The data rates you intend to process are still limited by the NIC in your host machine. To truly take advantage of running engines without a high-speed data network, consider reducing the --adc-sample-rate by e.g. a factor of ten as this value greatly affects the engine’s data transmission rate.

Controlling the correlator

The correlator components are controlled using katcp. A user can connect to the <host>:<port> and issue a ?help to see the full range of commands available. The <host> and <port> values for individual engines are configurable at runtime, whereas the <host> and <port> values for the correlator’s product controller are yielded by the master controller after startup. Standard katcp requests (such as querying and subscribing to sensors) are not covered here; only application-specific requests are listed. Sensors are described in katcp sensors.

dsim

?signals spec [period]

Change the signals that are generated. The signal specification is described in Signal specification. The resulting signal will be periodic with a period of period samples. The given period must divide into the --max-period command-line argument, which is also the default period if none is specified.

The dither that is applied is cached on startup, but is independent for the different streams.
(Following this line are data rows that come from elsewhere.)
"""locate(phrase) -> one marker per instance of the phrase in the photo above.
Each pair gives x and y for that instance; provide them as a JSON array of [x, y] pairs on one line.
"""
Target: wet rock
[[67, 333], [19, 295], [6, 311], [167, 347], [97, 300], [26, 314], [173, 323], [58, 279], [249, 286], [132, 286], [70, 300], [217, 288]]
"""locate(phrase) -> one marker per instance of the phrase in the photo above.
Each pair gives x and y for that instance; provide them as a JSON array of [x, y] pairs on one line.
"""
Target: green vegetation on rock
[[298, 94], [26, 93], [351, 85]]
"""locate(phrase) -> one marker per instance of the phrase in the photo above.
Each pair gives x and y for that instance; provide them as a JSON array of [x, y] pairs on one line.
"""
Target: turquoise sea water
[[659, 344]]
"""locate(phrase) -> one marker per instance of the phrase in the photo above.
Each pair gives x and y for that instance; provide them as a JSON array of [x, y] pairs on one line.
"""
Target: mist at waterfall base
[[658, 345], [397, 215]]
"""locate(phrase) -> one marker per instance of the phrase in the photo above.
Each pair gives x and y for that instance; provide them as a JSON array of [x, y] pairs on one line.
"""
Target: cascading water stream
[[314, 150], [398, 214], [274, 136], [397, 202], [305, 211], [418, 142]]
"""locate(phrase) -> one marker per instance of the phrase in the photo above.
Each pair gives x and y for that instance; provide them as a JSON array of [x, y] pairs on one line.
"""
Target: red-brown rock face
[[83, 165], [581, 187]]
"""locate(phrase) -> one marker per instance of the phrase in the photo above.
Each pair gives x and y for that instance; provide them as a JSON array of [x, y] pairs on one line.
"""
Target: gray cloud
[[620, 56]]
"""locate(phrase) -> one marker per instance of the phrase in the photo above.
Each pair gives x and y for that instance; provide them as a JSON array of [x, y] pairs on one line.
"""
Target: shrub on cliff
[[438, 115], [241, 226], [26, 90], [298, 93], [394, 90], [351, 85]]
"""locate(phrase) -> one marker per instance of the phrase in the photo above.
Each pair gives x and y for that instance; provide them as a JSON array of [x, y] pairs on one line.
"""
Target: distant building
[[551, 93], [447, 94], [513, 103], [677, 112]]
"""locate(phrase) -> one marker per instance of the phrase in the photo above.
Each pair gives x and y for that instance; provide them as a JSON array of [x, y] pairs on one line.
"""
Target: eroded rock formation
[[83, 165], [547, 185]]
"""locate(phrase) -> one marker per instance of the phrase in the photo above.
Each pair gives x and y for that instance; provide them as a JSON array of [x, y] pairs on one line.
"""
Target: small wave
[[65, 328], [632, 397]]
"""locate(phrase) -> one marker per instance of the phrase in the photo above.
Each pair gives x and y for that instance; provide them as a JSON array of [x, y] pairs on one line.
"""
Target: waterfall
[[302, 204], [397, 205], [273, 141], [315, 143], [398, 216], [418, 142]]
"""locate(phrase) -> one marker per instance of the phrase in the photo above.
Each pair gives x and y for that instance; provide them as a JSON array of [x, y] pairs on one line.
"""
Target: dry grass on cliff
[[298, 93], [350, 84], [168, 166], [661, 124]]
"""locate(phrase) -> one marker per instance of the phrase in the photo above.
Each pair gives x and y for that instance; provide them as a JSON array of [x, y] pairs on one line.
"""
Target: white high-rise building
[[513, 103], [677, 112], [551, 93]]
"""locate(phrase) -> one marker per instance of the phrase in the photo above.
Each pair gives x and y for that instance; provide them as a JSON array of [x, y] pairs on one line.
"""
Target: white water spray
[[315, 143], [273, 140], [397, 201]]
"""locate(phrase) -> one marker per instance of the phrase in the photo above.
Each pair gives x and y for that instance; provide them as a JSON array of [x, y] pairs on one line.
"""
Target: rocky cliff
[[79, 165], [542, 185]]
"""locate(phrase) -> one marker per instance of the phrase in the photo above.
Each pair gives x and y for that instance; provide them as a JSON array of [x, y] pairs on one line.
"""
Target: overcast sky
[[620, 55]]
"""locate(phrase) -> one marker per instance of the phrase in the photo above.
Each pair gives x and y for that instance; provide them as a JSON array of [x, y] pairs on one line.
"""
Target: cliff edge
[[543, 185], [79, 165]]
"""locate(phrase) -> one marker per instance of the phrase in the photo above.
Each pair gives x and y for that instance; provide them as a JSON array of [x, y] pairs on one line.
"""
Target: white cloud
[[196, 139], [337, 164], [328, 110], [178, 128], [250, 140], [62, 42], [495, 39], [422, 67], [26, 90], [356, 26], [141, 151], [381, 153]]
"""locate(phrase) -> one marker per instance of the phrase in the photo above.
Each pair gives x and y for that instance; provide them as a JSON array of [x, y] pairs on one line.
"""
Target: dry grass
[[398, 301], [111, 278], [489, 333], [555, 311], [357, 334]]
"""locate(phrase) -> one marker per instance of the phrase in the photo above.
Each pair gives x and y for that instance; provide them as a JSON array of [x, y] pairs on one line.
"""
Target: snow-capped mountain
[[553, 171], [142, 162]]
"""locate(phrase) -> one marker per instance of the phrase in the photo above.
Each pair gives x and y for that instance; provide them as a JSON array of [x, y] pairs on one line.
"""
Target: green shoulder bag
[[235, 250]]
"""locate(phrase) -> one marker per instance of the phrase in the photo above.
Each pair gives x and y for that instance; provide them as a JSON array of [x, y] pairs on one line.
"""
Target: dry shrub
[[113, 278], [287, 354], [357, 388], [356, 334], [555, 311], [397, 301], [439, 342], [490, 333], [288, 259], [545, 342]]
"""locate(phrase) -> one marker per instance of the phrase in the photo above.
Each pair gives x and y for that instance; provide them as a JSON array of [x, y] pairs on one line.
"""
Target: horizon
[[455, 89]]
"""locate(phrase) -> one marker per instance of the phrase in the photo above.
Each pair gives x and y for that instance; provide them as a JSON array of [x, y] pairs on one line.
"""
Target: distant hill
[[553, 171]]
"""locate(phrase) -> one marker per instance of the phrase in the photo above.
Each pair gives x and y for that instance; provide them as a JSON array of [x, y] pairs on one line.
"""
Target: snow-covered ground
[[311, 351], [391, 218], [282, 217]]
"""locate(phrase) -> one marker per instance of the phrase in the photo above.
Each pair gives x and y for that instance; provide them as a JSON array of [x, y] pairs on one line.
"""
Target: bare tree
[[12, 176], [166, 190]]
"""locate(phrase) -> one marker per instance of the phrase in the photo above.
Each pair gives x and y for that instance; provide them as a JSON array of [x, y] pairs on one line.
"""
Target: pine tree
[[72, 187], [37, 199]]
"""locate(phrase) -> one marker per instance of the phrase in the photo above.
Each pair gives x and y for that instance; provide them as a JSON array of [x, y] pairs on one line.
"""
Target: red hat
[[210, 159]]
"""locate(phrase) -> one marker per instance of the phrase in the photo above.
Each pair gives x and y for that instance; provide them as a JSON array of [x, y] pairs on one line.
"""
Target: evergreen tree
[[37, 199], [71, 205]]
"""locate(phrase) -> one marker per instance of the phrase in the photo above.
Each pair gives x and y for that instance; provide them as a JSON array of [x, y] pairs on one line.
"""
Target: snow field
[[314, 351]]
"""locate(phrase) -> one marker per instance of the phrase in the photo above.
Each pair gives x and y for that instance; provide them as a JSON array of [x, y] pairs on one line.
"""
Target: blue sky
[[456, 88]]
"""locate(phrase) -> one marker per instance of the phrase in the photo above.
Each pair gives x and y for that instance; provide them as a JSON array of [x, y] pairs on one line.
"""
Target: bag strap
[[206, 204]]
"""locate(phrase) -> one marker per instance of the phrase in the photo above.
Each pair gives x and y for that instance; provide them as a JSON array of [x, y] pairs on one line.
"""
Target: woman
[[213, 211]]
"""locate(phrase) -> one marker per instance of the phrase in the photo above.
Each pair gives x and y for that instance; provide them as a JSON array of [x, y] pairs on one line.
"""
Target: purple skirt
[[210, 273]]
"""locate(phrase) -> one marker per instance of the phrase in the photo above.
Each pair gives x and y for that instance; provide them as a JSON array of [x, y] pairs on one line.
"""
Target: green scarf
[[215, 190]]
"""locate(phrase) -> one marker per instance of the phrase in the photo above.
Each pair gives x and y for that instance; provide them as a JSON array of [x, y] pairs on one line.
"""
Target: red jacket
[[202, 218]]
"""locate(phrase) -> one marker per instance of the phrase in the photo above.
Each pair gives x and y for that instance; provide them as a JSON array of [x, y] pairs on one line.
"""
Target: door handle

Repeating the same command thus gives the same results, provided any randomised terms (such as wgn) use fixed seeds.

It returns an ADC timestamp, which indicates the next sample which is generated with the new signals. This is kept for backwards compatibility, but the same information can be found in the steady-state-timestamp sensor.

?time

Return the current UNIX timestamp on the server running the dsim. This can be used to get an approximate idea of which data is in flight, without depending on the dsim host and the client having synchronised clocks.

fgpu

?gain stream input [values...]: Set the complex gains. This has the same semantics as the equivalent katsdpcontroller command, but input must be 0 or 1 to select the input polarisation.
?gain-all stream values...: Set the complex gains for both inputs. This has the same semantics as the equivalent katsdpcontroller command.
?delays stream start-time values...: Set the delay polynomials. This has the same semantics as the equivalent katsdpcontroller command, but takes exactly two delay model specifications (for the two polarisations).

xbgpu

?capture-start, ?capture-stop: Enable or disable transmission of output data. This does not affect transmission of descriptors, which cannot be disabled. In the initial state transmission is disabled, unless the --tx-enabled command-line option has been passed.

Shutting down the correlator

End-to-end correlator shutdown

A user can issue a ?product-deconfigure command to the correlator’s product controller by connecting to its <host>:<port>. This command triggers the stop procedure of all engines and dsims running in the target correlator. More specifically:

the product controller instructs the orchestration software to stop the containers running the engines,
which is received by the engines as a SIGTERM,
finally triggering a halt in the engines for a graceful shutdown.

The shutdown procedures are broadly similar between the dsim, fgpu and xbgpu. Ultimately they all:

finish calculations on data currently in their pipelines,
stop the transmission of their SPEAD descriptors, and
in the case of fgpu and xbgpu, stop their spead2 receivers, which allows for a more natural ending of internal processing operations.

Individual engine shutdown

Once you’ve sufficiently tested, debugged and/or reached the desired level of confusion, there are two options for engine shutdown:

simply issue a Ctrl + C in the terminal window where the engine was invoked, or
connect to the engine’s <host>:<port> and issue a ?halt.

After either of these approaches are executed, the engine will shutdown cleanly and quietly according to their common Shutdown procedures. As the F-Engine Packet Simulator is a simple CLI utility, the fsim just requires a Ctrl + C to end operations - no katcp commands supported here.